North Carolina House Approves 5% Crypto Investment in Public Funds

Generated by AI AgentCoin World
Thursday, May 1, 2025 1:02 am ET2min read

The North Carolina House of Representatives has passed a bill that allows the state's treasurer to invest public funds in approved cryptocurrencies. The Digital Assets Investment Act, or House Bill 92, was passed on its third reading on April 30 by a vote of 71 to 44. This legislation, introduced by Republican House Speaker Destin Hall in February, permits the treasurer to allocate up to 5% of the state’s investments into designated digital assets.

The investments can only be made after obtaining an independent third-party assessment confirming that the crypto holdings are maintained with a secure custody solution and that risk oversight and regulatory compliance standards are met. New amendments to the bill also allow the treasurer to examine the feasibility of allowing members of retirement and deferred compensation plans to elect to invest in digital assets held as exchange-traded products (ETPs).

The House also passed a related bill, the State Investment Modernization Act, or HB 506, with little discussion on April 30, in a 110 to 3 vote. This bill aims to create the North Carolina Investment Authority (NCIA) to take over investment management from the treasurer. If passed into law, authority to invest in digital assets would transfer from the treasurer to NICA, and it would require approval from its board of directors based on third-party assessments to make crypto investments.

North Carolina is second to Arizona in the state-level race to approve legislation allowing local governments to invest in cryptocurrencies. On April 28, Arizona’s House approved two bills, SB 1025 and SB 1373, proposing different methods for the state to establish a crypto reserve. Arizona is the only state whose House and Senate have passed crypto-related bills, which are both awaiting the governor's decision.

This move by North Carolina represents a significant shift in the state's approach to managing its pension funds. By permitting up to 5% of the fund's assets to be allocated to digital currencies, the state aims to leverage the potential growth and returns offered by the cryptocurrency market. This aligns with the growing trend among institutional investors to incorporate digital assets into their portfolios, recognizing their potential for high returns and diversification benefits.

The bill's passage has sparked both support and skepticism among lawmakers and financial experts.

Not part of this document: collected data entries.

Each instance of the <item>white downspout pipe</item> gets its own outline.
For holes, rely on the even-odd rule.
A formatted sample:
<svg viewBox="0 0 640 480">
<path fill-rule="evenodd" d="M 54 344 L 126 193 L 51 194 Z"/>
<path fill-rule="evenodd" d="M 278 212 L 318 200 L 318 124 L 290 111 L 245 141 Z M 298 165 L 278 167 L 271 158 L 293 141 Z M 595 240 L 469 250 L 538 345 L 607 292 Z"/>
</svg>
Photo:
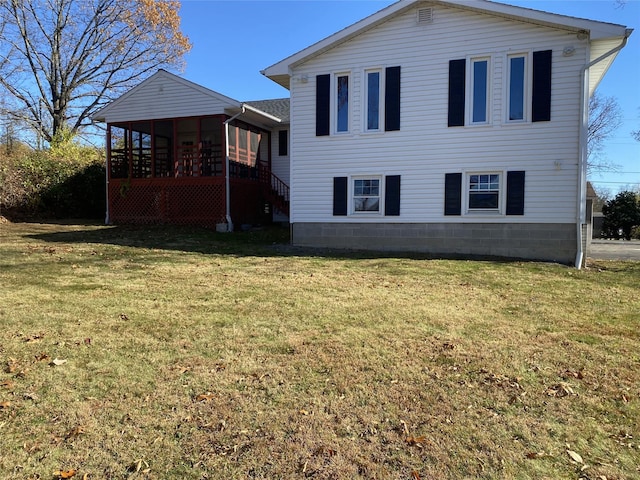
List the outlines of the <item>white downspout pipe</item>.
<svg viewBox="0 0 640 480">
<path fill-rule="evenodd" d="M 627 44 L 627 39 L 633 30 L 627 29 L 624 32 L 622 43 L 608 52 L 600 55 L 595 60 L 587 63 L 580 70 L 580 80 L 582 83 L 582 102 L 580 102 L 580 147 L 578 154 L 578 212 L 576 218 L 576 238 L 577 251 L 575 266 L 579 270 L 584 262 L 584 250 L 582 249 L 582 225 L 586 222 L 587 203 L 587 137 L 589 134 L 589 76 L 588 72 L 595 64 L 600 63 L 605 58 L 622 50 Z"/>
<path fill-rule="evenodd" d="M 227 231 L 233 232 L 233 222 L 231 221 L 231 182 L 229 181 L 229 124 L 236 118 L 245 112 L 245 107 L 242 105 L 242 110 L 236 113 L 233 117 L 224 121 L 224 143 L 225 143 L 225 191 L 226 191 L 226 219 L 227 219 Z"/>
<path fill-rule="evenodd" d="M 106 199 L 106 211 L 104 217 L 104 224 L 111 224 L 111 219 L 109 218 L 109 176 L 111 172 L 109 171 L 109 160 L 111 160 L 111 145 L 109 145 L 109 140 L 111 138 L 111 130 L 110 126 L 107 124 L 107 135 L 104 136 L 104 182 L 105 182 L 105 199 Z"/>
</svg>

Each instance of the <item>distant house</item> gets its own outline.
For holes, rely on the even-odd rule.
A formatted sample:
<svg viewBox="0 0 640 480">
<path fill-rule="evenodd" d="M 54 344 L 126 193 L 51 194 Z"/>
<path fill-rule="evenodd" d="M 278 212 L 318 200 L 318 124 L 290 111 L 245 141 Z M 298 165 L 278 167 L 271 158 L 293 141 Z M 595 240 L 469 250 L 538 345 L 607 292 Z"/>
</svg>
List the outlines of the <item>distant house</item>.
<svg viewBox="0 0 640 480">
<path fill-rule="evenodd" d="M 288 218 L 289 99 L 238 102 L 160 70 L 93 119 L 107 123 L 107 223 Z"/>
<path fill-rule="evenodd" d="M 588 100 L 630 34 L 402 0 L 266 68 L 291 94 L 293 243 L 581 266 Z"/>
</svg>

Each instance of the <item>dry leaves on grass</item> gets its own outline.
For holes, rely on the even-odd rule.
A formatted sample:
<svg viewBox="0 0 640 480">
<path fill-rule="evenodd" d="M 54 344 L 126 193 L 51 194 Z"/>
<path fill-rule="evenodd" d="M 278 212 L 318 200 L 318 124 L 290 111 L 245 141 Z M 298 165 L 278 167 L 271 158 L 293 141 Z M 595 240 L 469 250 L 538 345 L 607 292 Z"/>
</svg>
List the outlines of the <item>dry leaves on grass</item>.
<svg viewBox="0 0 640 480">
<path fill-rule="evenodd" d="M 578 395 L 576 392 L 573 391 L 573 388 L 571 388 L 571 385 L 569 385 L 566 382 L 560 382 L 550 386 L 545 390 L 545 393 L 549 397 L 558 397 L 558 398 L 567 397 L 569 395 L 576 395 L 576 396 Z"/>
<path fill-rule="evenodd" d="M 574 452 L 573 450 L 567 450 L 567 455 L 569 455 L 571 457 L 571 460 L 573 460 L 576 463 L 584 463 L 580 454 Z"/>
<path fill-rule="evenodd" d="M 409 436 L 405 439 L 405 441 L 411 446 L 423 446 L 427 443 L 427 437 L 425 437 L 424 435 L 420 435 L 419 437 Z"/>
<path fill-rule="evenodd" d="M 213 393 L 210 393 L 210 392 L 201 393 L 196 397 L 196 402 L 208 402 L 210 400 L 213 400 L 214 398 L 215 398 L 215 395 Z"/>
<path fill-rule="evenodd" d="M 57 470 L 55 472 L 53 472 L 53 476 L 57 477 L 57 478 L 72 478 L 76 476 L 76 473 L 78 473 L 77 470 Z"/>
<path fill-rule="evenodd" d="M 49 365 L 51 365 L 52 367 L 59 367 L 61 365 L 64 365 L 65 363 L 67 363 L 68 360 L 64 360 L 61 358 L 54 358 L 51 363 Z"/>
</svg>

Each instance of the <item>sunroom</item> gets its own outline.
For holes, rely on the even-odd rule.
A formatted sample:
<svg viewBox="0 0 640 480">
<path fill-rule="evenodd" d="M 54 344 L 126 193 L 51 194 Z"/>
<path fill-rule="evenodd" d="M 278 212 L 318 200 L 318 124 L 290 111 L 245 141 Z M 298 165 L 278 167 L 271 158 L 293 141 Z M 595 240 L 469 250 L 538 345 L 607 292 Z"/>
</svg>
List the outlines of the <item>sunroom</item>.
<svg viewBox="0 0 640 480">
<path fill-rule="evenodd" d="M 288 213 L 274 115 L 161 70 L 94 120 L 107 123 L 107 223 L 232 229 Z"/>
</svg>

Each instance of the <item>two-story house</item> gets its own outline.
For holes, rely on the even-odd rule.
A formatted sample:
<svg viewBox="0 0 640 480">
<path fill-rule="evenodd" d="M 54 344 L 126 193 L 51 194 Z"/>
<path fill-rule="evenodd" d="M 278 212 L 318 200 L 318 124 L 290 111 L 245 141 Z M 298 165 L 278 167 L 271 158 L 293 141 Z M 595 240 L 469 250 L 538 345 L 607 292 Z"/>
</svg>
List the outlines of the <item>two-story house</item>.
<svg viewBox="0 0 640 480">
<path fill-rule="evenodd" d="M 588 101 L 630 34 L 401 0 L 266 68 L 291 94 L 293 243 L 580 267 Z"/>
</svg>

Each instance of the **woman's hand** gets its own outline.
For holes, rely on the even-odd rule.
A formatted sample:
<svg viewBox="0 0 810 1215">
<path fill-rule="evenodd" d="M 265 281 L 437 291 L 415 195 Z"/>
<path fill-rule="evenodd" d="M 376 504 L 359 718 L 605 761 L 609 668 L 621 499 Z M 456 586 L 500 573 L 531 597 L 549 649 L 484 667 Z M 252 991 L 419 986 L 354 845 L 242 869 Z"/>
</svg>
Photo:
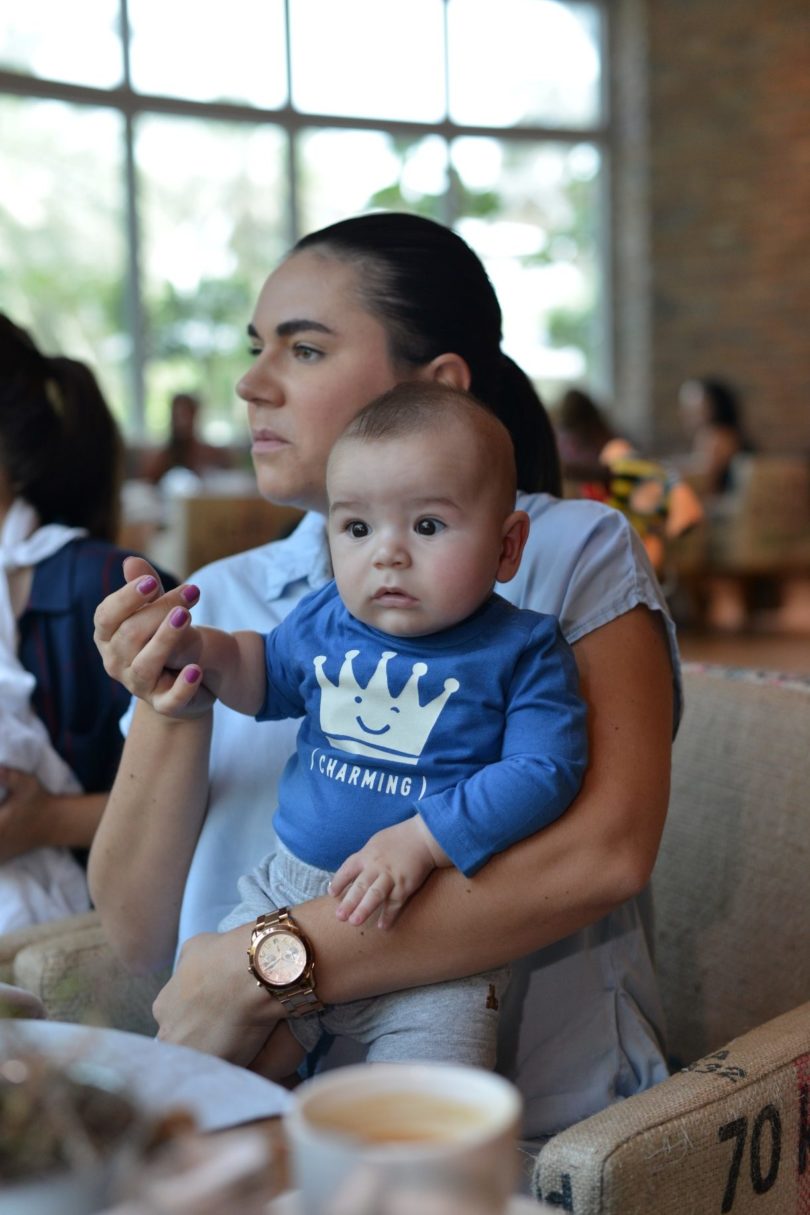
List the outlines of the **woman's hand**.
<svg viewBox="0 0 810 1215">
<path fill-rule="evenodd" d="M 186 584 L 164 592 L 157 572 L 142 557 L 124 561 L 126 586 L 102 600 L 94 640 L 113 679 L 167 716 L 198 717 L 213 704 L 199 686 L 199 668 L 172 666 L 179 632 L 200 592 Z"/>
<path fill-rule="evenodd" d="M 186 941 L 152 1011 L 158 1037 L 247 1067 L 284 1010 L 248 970 L 252 924 Z"/>
<path fill-rule="evenodd" d="M 22 856 L 46 842 L 43 827 L 53 795 L 35 776 L 17 768 L 0 767 L 0 862 Z"/>
<path fill-rule="evenodd" d="M 30 772 L 0 766 L 0 863 L 34 848 L 89 848 L 106 793 L 50 793 Z"/>
</svg>

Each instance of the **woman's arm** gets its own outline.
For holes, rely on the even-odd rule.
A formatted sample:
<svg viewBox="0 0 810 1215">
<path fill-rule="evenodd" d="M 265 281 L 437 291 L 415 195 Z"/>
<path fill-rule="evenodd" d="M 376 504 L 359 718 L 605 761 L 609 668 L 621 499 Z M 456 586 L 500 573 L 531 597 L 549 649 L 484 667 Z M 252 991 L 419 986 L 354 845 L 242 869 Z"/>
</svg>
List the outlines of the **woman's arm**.
<svg viewBox="0 0 810 1215">
<path fill-rule="evenodd" d="M 212 714 L 172 720 L 138 704 L 87 866 L 110 944 L 138 972 L 171 963 L 208 798 Z"/>
<path fill-rule="evenodd" d="M 163 593 L 156 571 L 128 557 L 126 586 L 99 605 L 95 640 L 109 675 L 142 697 L 88 861 L 88 883 L 104 930 L 135 971 L 170 963 L 183 888 L 205 816 L 210 702 L 172 720 L 148 703 L 178 678 L 164 668 L 175 644 L 168 616 L 197 600 L 196 588 Z"/>
<path fill-rule="evenodd" d="M 591 757 L 573 805 L 474 878 L 432 874 L 387 932 L 340 922 L 330 898 L 295 908 L 314 946 L 322 1000 L 500 965 L 593 923 L 646 885 L 669 800 L 672 666 L 664 627 L 658 613 L 636 607 L 573 648 Z M 187 942 L 155 1004 L 161 1037 L 252 1059 L 279 1009 L 247 973 L 249 938 L 247 925 Z"/>
</svg>

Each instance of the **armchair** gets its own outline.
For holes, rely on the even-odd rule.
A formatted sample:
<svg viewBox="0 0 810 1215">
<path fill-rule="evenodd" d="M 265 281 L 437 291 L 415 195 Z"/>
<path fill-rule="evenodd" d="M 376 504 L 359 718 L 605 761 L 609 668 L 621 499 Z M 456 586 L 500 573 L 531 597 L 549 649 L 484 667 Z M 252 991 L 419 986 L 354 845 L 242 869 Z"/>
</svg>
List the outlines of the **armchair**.
<svg viewBox="0 0 810 1215">
<path fill-rule="evenodd" d="M 810 1212 L 810 680 L 685 687 L 653 875 L 674 1074 L 542 1149 L 573 1215 Z"/>
</svg>

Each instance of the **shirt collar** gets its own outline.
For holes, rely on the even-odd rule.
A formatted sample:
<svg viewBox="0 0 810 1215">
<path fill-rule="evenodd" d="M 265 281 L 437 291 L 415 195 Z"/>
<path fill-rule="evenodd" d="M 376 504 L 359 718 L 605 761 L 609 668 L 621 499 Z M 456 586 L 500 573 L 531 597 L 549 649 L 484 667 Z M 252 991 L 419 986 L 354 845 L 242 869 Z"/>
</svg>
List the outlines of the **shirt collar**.
<svg viewBox="0 0 810 1215">
<path fill-rule="evenodd" d="M 273 559 L 267 562 L 267 595 L 279 599 L 293 582 L 305 581 L 317 590 L 332 577 L 332 562 L 326 538 L 326 520 L 310 511 L 291 536 L 273 544 Z"/>
</svg>

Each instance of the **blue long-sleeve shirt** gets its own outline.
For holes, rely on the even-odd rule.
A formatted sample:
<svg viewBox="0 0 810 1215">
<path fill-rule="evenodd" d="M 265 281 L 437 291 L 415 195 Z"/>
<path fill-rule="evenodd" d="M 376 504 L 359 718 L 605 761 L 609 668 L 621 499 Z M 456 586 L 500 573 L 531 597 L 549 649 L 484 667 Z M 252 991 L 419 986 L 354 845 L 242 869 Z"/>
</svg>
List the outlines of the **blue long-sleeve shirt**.
<svg viewBox="0 0 810 1215">
<path fill-rule="evenodd" d="M 451 629 L 392 637 L 355 620 L 330 582 L 265 654 L 258 720 L 304 717 L 274 825 L 309 864 L 334 870 L 418 812 L 471 874 L 580 787 L 586 713 L 556 617 L 493 595 Z"/>
</svg>

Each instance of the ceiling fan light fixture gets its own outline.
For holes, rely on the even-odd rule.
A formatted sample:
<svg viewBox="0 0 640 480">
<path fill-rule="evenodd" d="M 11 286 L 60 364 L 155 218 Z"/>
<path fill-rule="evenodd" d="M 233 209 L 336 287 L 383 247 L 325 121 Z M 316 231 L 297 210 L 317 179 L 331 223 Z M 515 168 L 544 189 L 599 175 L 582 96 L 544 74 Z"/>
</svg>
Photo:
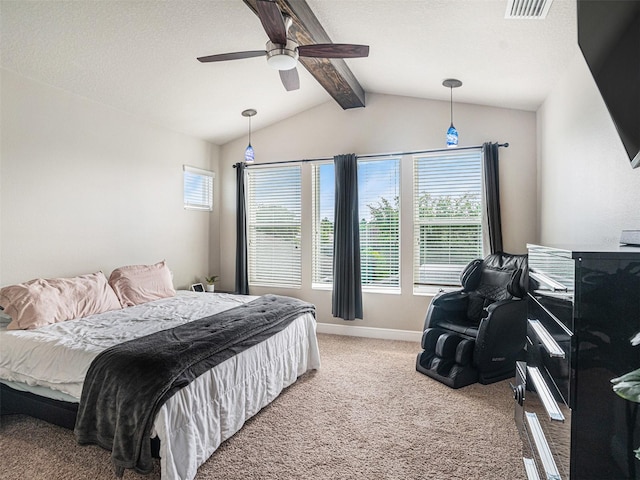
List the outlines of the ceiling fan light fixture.
<svg viewBox="0 0 640 480">
<path fill-rule="evenodd" d="M 291 70 L 298 64 L 298 44 L 287 40 L 285 45 L 267 42 L 267 63 L 276 70 Z"/>
<path fill-rule="evenodd" d="M 267 63 L 271 68 L 275 68 L 276 70 L 291 70 L 292 68 L 296 68 L 298 61 L 286 53 L 281 53 L 268 57 Z"/>
<path fill-rule="evenodd" d="M 245 163 L 253 163 L 256 158 L 255 151 L 251 146 L 251 117 L 253 117 L 256 113 L 258 113 L 257 110 L 254 110 L 253 108 L 248 108 L 247 110 L 242 111 L 243 117 L 249 117 L 249 145 L 247 145 L 247 148 L 244 150 Z"/>
<path fill-rule="evenodd" d="M 451 123 L 449 128 L 447 129 L 447 148 L 455 148 L 458 146 L 458 130 L 453 126 L 453 89 L 462 86 L 462 82 L 455 78 L 447 78 L 442 85 L 447 87 L 450 92 L 450 113 L 451 113 Z"/>
</svg>

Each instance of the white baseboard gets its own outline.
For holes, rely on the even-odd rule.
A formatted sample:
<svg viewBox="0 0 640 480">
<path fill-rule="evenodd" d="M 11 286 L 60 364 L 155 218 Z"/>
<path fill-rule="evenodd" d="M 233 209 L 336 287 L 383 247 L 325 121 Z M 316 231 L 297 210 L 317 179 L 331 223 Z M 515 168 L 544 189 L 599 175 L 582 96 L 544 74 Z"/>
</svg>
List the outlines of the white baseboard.
<svg viewBox="0 0 640 480">
<path fill-rule="evenodd" d="M 420 342 L 422 340 L 422 332 L 396 330 L 393 328 L 358 327 L 354 325 L 318 323 L 316 331 L 318 333 L 348 335 L 351 337 L 380 338 L 383 340 L 404 340 L 407 342 Z"/>
</svg>

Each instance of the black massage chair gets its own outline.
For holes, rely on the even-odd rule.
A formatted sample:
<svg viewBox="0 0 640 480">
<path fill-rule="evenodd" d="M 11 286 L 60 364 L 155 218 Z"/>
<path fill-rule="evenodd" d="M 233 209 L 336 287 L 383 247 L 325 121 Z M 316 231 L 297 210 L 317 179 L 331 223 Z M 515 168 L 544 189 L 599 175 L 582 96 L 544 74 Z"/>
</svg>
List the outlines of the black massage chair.
<svg viewBox="0 0 640 480">
<path fill-rule="evenodd" d="M 526 255 L 469 263 L 462 289 L 431 301 L 416 369 L 452 388 L 512 377 L 526 341 L 528 278 Z"/>
</svg>

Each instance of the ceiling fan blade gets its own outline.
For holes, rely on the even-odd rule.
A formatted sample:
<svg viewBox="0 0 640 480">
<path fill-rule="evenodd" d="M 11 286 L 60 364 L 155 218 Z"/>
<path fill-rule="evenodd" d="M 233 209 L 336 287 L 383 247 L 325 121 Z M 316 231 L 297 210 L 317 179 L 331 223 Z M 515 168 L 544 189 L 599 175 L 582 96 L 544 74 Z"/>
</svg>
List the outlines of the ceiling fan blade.
<svg viewBox="0 0 640 480">
<path fill-rule="evenodd" d="M 298 76 L 298 70 L 292 68 L 291 70 L 280 70 L 280 80 L 287 92 L 291 90 L 298 90 L 300 88 L 300 77 Z"/>
<path fill-rule="evenodd" d="M 198 57 L 198 61 L 207 62 L 223 62 L 225 60 L 239 60 L 242 58 L 262 57 L 267 54 L 266 50 L 250 50 L 247 52 L 221 53 L 219 55 L 209 55 L 207 57 Z"/>
<path fill-rule="evenodd" d="M 287 43 L 287 28 L 278 4 L 268 0 L 258 0 L 256 6 L 258 7 L 258 17 L 260 17 L 262 27 L 267 32 L 269 40 L 280 45 Z"/>
<path fill-rule="evenodd" d="M 298 55 L 318 58 L 359 58 L 369 56 L 369 45 L 353 45 L 350 43 L 318 43 L 300 45 Z"/>
</svg>

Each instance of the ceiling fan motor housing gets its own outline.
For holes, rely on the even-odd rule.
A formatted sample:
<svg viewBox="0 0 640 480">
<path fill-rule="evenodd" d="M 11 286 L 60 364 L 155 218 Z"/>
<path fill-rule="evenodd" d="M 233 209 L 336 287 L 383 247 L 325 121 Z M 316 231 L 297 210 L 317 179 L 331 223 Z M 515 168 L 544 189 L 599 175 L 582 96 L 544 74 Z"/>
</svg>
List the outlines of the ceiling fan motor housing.
<svg viewBox="0 0 640 480">
<path fill-rule="evenodd" d="M 291 70 L 298 64 L 298 44 L 287 39 L 287 43 L 282 45 L 267 42 L 267 63 L 276 70 Z"/>
</svg>

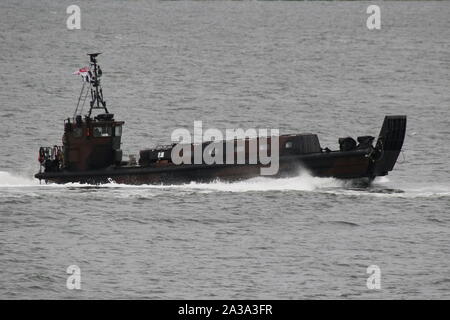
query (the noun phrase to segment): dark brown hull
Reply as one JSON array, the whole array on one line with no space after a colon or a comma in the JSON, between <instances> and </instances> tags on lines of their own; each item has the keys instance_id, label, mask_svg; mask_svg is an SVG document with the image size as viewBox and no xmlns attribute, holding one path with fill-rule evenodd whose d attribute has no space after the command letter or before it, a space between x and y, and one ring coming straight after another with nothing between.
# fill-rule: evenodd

Proponents argue that investing in cryptocurrencies can provide significant returns and hedge against traditional market risks. However, critics have raised concerns about the volatility and regulatory uncertainties associated with digital assets. Despite these concerns, the bill's passage indicates a growing acceptance of cryptocurrencies as a viable investment option for state funds.

As the bill advances to the state Senate, it will undergo further scrutiny and debate. If passed by the Senate and signed into law, North Carolina will join a select group of states that have embraced cryptocurrency investments in their pension funds. This move could set a precedent for other states considering similar initiatives, potentially reshaping the landscape of public fund management and investment strategies.